В машине, зажатая на заднем сиденье товарищем Блюмкиным – справа и товарищем Терентьевым – слева, Дина Ивановна не проронила ни слова, и только когда они остановились рядом со знакомым ей домом на Молчановке, она сверкнула на товарища Блюмкина своими потемневшими, как грозовое небо, глазами:
– Опять мы приехали к этой старухе?
Блюмкин усмехнулся, и Дина Ивановна увидела, как подпрыгнул кадык на его плохо выбритой шее.
В квартире все было по-прежнему. Хозяйка открыла им дверь и сейчас же ушла. В столовой топилась голландка и пахло сырыми дровами.
– Садитесь, Дина Ивановна, – сказал Блюмкин и пододвинул ей стул.
Ноги не держали ее, и она села. Терентьев остался стоять у дверей, а Блюмкин сел рядом.
– Дина Ивановна, – продолжал Блюмкин, – мы знаем, что самым сильным вашим желанием на сегодняшний день является встреча с гражданином Барченко Алексеем Валерьяновичем. Вы ведь не станете возражать против этого?
Дина отрицательно помотала головой.
– Прекрасно! – Блюмкин с довольным видом оглянулся на Терентьева. – Для того, чтобы эта встреча состоялась, мы должны быть уверены, что на следующий день после нее вы придете к нам и подробно опишете свое свидание. Со всеми деталями. Ясно?
– Он где? – сдавленно спросила Дина. – Он в Мурманске?
– Зачем ему Мурманск? – воскликнул Терентьев. – Ведь что вы за женщина? Я объяснил вам: в Москве он, приехал! А вы – Мурманск, Мурманск…
– Товарищ Терентьев! – резко оборвал его Блюмкин. – Дайте нам поговорить с Диной Ивановной по душам.

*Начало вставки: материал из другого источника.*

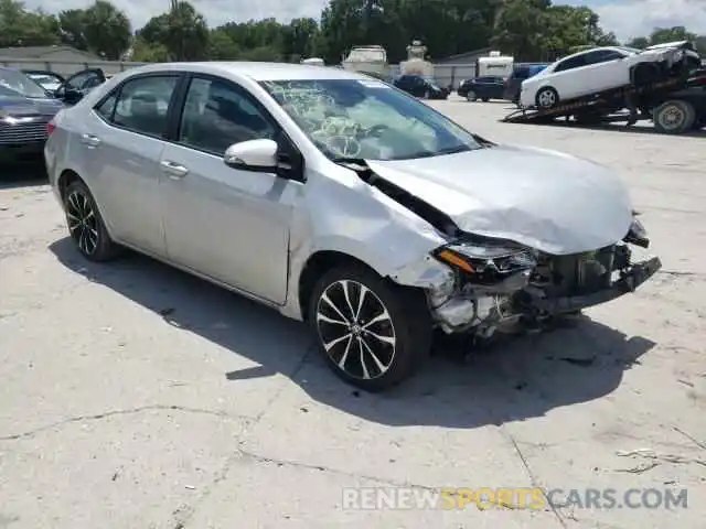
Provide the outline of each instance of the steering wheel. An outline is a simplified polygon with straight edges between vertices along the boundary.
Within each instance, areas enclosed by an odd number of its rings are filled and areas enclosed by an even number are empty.
[[[389,127],[386,125],[375,125],[370,129],[365,130],[365,136],[370,138],[378,138],[381,133],[389,130]]]

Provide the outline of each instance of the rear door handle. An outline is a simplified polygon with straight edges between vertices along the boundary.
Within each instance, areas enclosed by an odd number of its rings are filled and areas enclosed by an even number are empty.
[[[88,147],[98,147],[100,144],[100,138],[93,134],[81,134],[81,141]]]
[[[183,179],[189,173],[189,169],[169,160],[160,162],[160,165],[162,166],[162,171],[169,174],[169,177],[172,180]]]

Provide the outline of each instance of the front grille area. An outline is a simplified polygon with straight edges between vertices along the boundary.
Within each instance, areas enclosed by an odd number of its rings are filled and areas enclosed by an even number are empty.
[[[44,117],[18,123],[0,121],[0,145],[21,145],[45,140],[47,121]]]

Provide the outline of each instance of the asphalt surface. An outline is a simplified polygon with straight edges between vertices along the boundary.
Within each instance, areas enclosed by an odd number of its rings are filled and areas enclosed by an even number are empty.
[[[705,136],[432,105],[619,171],[664,270],[571,328],[441,350],[370,396],[299,323],[143,257],[82,260],[47,186],[3,169],[0,528],[704,527]],[[344,487],[400,485],[656,489],[653,507],[687,489],[688,508],[343,508]]]

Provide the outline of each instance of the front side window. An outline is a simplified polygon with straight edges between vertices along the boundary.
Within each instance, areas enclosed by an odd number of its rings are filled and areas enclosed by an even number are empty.
[[[126,82],[115,106],[113,122],[135,132],[163,137],[176,82],[174,76],[138,77]]]
[[[409,160],[480,148],[467,130],[377,80],[275,80],[261,85],[332,160]]]
[[[225,80],[192,79],[179,130],[181,143],[223,155],[233,143],[275,140],[276,133],[244,89]]]

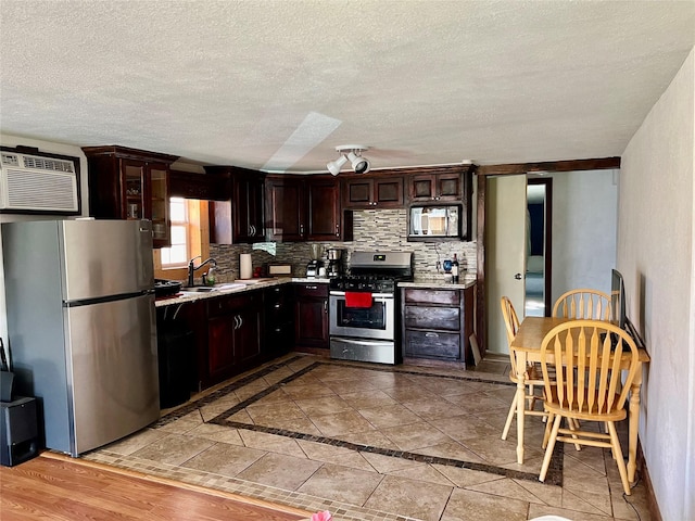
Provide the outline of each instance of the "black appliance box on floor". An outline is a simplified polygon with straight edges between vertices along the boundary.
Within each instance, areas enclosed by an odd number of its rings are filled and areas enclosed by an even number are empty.
[[[16,396],[0,402],[0,463],[13,467],[38,454],[36,398]]]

Он внимательно посмотрел на нее, увидел, каким остервенением сверкнуло ее лицо, и сытая, расслабленная усмешка скользнула по его губам. Как будто он только и ждал от актрисы Форгерер подобного остервенения.
– Дина Ивановна, не хочу напоминать вам об одном документе, недавно подписанном вами… – Блюмкин сделал паузу и пошевелил бровями. – Хотя сейчас далеко не те времена, когда подобные вещи сходят с рук. Далеко не те времена! Но я не об этом. Вы должны добровольно – слышите меня? – добровольно помочь органам разобраться в том феноменальном психическом типе, который представляет собой товарищ Барченко, Алексей Валерьянович. Вы ведь не станете отрицать того, что он необычных способностей и возможностей человек? Не станете ведь?
Опять она отрицательно помотала головой.
– Отлично, прекрасно! – обрадовался Блюмкин. – Мы тут недавно поспорили с поэтом одним, Гумилевым… Известна вам эта фамилия?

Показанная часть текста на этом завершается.